With the most recent aid package to South Sudan, USAID is providing more than 44,000 MT of U.S. food assistance. R. Savage/USAID

The USA is Closer Than Ever to Reforming its Inefficient Food Aid Program

Advocates for better food aid are hoping they’ll finally see long-awaited changes become law.

Last week, Senators Bob Corker (R-TN) and Chris Coons (D-DE) and Representatives Ed Royce (R-CA) and Earl Blumenauer (D-OR) proposed companion bills that they say ease restrictions on U.S. international food assistance to deliver more aid to more people faster.

The bipartisan group of lawmakers are including the “Food for Peace Modernization Act of 2018” in the 2018 farm bill, a sweeping piece of legislation that addresses U.S. agricultural and food policy. U.S. farm bills expire and are usually updated every five years. The current one is set to expire Sept. 30. 

According to a press release by the Senate Foreign Relations Committee – of which both Senators Corker and Coons are members – the proposed food aid reforms would “free up as much as $275 million to provide life-saving food to nearly 9 million more people in a shorter time period.” 

The bills include two key provisions: First, it allows the U.S. Agency for International Development (USAID) to use vouchers, cash transfers or locally purchased food – whichever is most cost-effective – for 75 percent of food aid. 

Currently, 100 percent of food aid commodities must be produced in the U.S. by law, and at least half of it must be transported on U.S.-flagged vessels. This was intended as a subsidy to US agribusiness and shipping interests. This means that only about 30 percent of program funds are being used for food, while the rest is spent on inefficient overhead and shipping costs, the press release said.

According to Corker and Coons, lowering the requirement from 100 percent to 25 percent would “help millions more people at no significant loss for American farmers,” since food aid makes up only 0.2 percent of total U.S. agricultural production.

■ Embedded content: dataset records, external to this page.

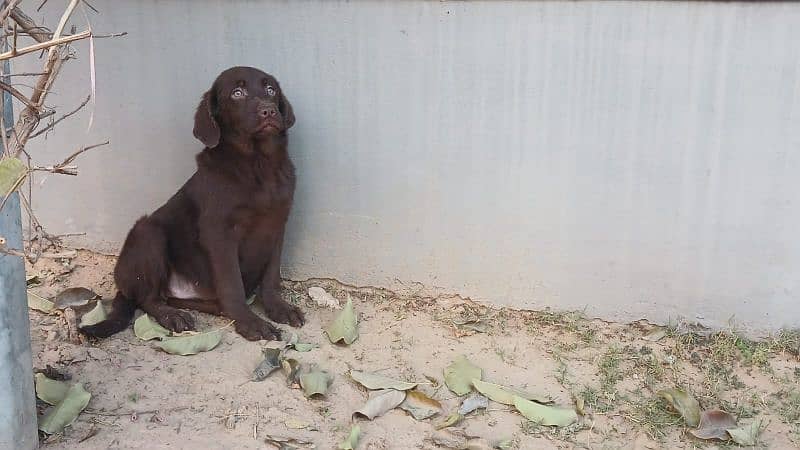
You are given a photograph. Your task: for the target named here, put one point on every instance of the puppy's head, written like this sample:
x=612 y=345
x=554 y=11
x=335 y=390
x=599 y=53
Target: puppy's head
x=243 y=103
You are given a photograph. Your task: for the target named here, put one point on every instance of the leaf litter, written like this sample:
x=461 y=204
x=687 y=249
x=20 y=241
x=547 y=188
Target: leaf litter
x=420 y=406
x=345 y=327
x=472 y=403
x=459 y=374
x=380 y=402
x=270 y=363
x=374 y=381
x=66 y=410
x=684 y=404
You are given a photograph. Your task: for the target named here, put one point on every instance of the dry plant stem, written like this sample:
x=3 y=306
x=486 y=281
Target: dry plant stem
x=52 y=125
x=39 y=34
x=7 y=10
x=58 y=255
x=29 y=118
x=17 y=94
x=44 y=45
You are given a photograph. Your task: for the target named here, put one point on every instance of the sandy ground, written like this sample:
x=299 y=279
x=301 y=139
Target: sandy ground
x=143 y=398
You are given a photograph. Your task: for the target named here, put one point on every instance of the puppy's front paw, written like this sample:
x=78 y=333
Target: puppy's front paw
x=283 y=312
x=257 y=330
x=177 y=321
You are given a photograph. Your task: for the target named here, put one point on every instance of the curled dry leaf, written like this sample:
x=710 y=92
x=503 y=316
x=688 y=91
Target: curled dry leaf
x=72 y=297
x=686 y=405
x=381 y=402
x=286 y=443
x=747 y=435
x=291 y=368
x=345 y=326
x=50 y=391
x=545 y=415
x=450 y=420
x=66 y=411
x=315 y=382
x=714 y=425
x=505 y=395
x=40 y=303
x=352 y=439
x=94 y=316
x=191 y=344
x=294 y=343
x=459 y=374
x=473 y=402
x=146 y=328
x=420 y=406
x=11 y=169
x=374 y=381
x=270 y=363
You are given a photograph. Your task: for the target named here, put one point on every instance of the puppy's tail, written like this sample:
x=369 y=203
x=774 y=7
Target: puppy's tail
x=118 y=319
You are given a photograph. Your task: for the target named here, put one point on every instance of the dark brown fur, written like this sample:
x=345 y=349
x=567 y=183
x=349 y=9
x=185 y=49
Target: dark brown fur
x=221 y=234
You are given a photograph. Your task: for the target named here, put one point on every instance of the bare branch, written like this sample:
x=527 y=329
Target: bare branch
x=19 y=95
x=43 y=45
x=65 y=167
x=7 y=10
x=52 y=125
x=39 y=34
x=59 y=255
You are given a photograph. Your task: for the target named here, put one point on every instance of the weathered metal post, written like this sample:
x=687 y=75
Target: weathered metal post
x=18 y=428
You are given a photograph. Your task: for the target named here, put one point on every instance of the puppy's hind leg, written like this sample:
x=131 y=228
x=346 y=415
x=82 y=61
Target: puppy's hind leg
x=142 y=273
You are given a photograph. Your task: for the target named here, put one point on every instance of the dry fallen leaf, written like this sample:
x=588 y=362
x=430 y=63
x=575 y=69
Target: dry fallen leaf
x=146 y=328
x=72 y=297
x=473 y=402
x=686 y=405
x=420 y=406
x=505 y=395
x=714 y=425
x=459 y=374
x=747 y=435
x=381 y=402
x=291 y=368
x=191 y=344
x=315 y=382
x=11 y=170
x=351 y=443
x=94 y=316
x=345 y=326
x=450 y=420
x=374 y=381
x=40 y=303
x=66 y=411
x=50 y=391
x=545 y=415
x=270 y=363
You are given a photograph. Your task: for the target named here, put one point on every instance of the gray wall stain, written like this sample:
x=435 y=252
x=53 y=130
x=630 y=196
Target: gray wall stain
x=637 y=159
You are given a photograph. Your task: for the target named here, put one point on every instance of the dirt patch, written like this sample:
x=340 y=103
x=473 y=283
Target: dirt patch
x=145 y=398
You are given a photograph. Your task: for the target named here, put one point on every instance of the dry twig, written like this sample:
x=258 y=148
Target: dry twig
x=56 y=45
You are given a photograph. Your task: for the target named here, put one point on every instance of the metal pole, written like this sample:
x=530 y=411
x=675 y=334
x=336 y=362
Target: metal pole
x=18 y=426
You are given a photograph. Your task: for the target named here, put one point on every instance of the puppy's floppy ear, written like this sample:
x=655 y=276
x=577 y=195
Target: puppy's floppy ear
x=206 y=128
x=286 y=111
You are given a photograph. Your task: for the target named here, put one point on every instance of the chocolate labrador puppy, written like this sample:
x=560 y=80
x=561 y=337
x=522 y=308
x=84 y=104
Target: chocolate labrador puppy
x=218 y=239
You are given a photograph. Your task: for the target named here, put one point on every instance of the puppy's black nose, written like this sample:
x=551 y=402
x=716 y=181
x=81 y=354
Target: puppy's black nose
x=268 y=111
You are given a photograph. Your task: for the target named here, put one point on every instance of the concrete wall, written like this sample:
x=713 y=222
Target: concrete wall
x=637 y=159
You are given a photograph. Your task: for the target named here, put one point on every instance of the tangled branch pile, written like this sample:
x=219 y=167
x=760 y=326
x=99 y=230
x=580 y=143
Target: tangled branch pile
x=36 y=118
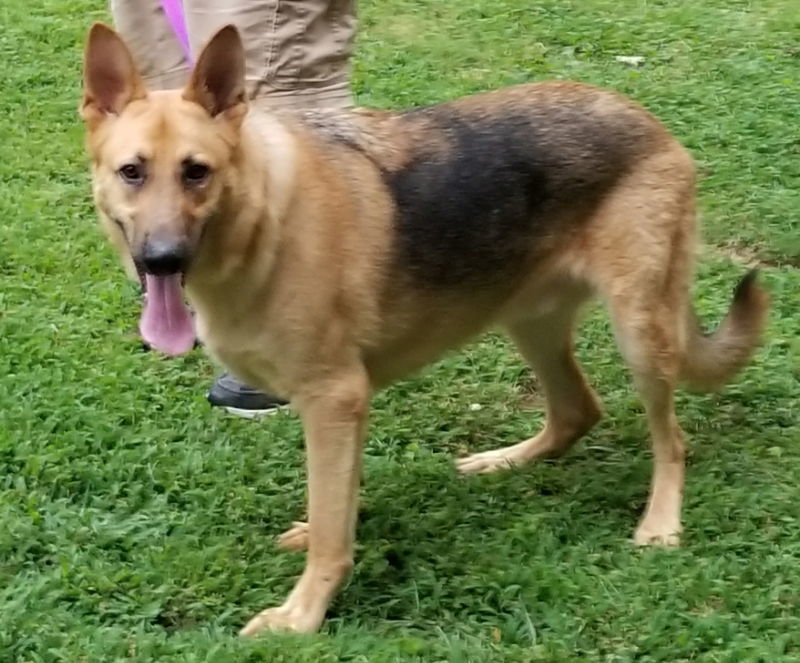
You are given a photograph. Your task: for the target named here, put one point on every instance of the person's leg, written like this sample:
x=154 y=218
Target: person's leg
x=298 y=53
x=155 y=48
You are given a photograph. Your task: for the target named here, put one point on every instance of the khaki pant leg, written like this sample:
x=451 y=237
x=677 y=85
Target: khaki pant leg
x=298 y=51
x=156 y=51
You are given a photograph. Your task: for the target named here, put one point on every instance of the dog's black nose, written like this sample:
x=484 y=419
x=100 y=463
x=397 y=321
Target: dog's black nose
x=163 y=257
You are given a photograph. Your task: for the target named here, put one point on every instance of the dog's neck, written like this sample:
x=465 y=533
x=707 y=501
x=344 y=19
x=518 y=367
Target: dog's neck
x=258 y=192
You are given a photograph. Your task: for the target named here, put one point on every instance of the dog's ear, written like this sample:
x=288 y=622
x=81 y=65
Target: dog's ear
x=217 y=82
x=110 y=78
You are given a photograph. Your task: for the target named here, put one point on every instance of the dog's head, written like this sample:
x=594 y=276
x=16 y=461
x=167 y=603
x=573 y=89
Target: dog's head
x=161 y=160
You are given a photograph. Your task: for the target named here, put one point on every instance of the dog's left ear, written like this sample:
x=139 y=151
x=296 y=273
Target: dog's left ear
x=217 y=82
x=110 y=78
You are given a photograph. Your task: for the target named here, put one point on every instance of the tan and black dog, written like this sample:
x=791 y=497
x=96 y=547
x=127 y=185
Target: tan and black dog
x=326 y=255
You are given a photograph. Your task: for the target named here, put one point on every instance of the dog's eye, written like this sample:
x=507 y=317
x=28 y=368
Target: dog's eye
x=195 y=173
x=132 y=173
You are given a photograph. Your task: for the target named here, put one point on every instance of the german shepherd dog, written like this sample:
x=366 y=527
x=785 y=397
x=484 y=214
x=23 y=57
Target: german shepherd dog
x=326 y=255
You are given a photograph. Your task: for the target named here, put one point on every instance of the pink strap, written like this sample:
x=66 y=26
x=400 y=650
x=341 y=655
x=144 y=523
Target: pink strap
x=174 y=12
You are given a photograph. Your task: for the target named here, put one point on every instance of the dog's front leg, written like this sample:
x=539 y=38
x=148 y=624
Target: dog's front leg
x=334 y=416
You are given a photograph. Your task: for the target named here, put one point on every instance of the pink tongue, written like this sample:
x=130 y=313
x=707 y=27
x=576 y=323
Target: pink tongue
x=166 y=323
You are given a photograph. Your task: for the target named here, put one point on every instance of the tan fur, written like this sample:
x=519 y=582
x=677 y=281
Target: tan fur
x=297 y=286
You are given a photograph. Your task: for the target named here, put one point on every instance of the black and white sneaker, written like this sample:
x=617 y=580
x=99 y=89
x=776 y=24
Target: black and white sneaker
x=241 y=400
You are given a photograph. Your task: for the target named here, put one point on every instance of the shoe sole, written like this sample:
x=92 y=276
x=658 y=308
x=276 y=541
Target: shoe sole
x=254 y=414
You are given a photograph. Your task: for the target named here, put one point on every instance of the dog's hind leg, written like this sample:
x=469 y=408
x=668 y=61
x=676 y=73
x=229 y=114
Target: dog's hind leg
x=641 y=263
x=648 y=336
x=572 y=406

The second key provision eliminates a long-debated requirement called “monetization,” a process in which food commodities are shipped overseas to non-governmental organizations (NGOs). The organizations must then sell the food to generate funds for their development projects. Current law dictates that 15 percent of all U.S.-donated food must be monetized. 

The U.S. is the largest donor of food aid globally, but it’s the only country that still requires domestic production and monetization.

The monetization requirement was introduced in the 1985 farm bill. At the time, organizations like CARE were leading proponents of it. But by 2007, CARE announced that it would turn down $46 million a year in food aid from the U.S. government and phase out all monetization by 2009. 

CARE criticized monetization for damaging local markets – pushing producers out with foreign products and providing food only to those who could afford it rather than those who really need it. It’s also very inefficient, the organization said.

The U.S. Government Accountability Office (GAO) agrees. According to the GAO, the process of using cash to buy food to sell for cash “reduced funding available for development assistance projects by $219 million over a 3-year period.”

 

“It’s difficult to recoup the full cost of purchase, shipment, and delivery of food aid in competitive transactions in developing countries,” Eric Muñoz, a senior policy advisor with Oxfam America, explained in a 2012 blog post. “Cost recovery for monetization activities for USAID-administered programs averaged 76 percent. Activities managed by [the U.S. Department of Agriculture] fared slightly worse.”

The issue of food aid reform was hotly debated during negotiations for the last farm bill, which took two years to pass, from 2012 to 2014. Corker, Coons and Royce led the charge in Congress for reform then, too. But many NGOs – belonging to the now defunct Alliance for Global Food Security – were outspoken about not wanting to lose funding from monetization, as inefficient as it is. 

Although minimal changes were passed in 2014, by the end of negotiations, even some of the most vocal defenders of monetization, like the charity World Vision, had thrown their support behind the reforms.

So far, there hasn’t been much talk surrounding the proposed bills. Perhaps that’s because negotiations on the entire farm bill have already stalled on the issue of food stamps. And in light of the current administration’s inward focus, some aren’t sure international food aid reform is even possible under Trump. 

But what giving some advocates reason for optimism is the recent support of the American Farm Bureau Federation, which has long resisted changes to U.S. food aid policy.

“…With the Farm Bureau on board, this may be the last, best chance for long-time reform champions to ensure U.S. international food aid reaches more of the people who need it most,” Kimberly Ann Elliot, a visiting fellow at the Center for Global Development, wrote.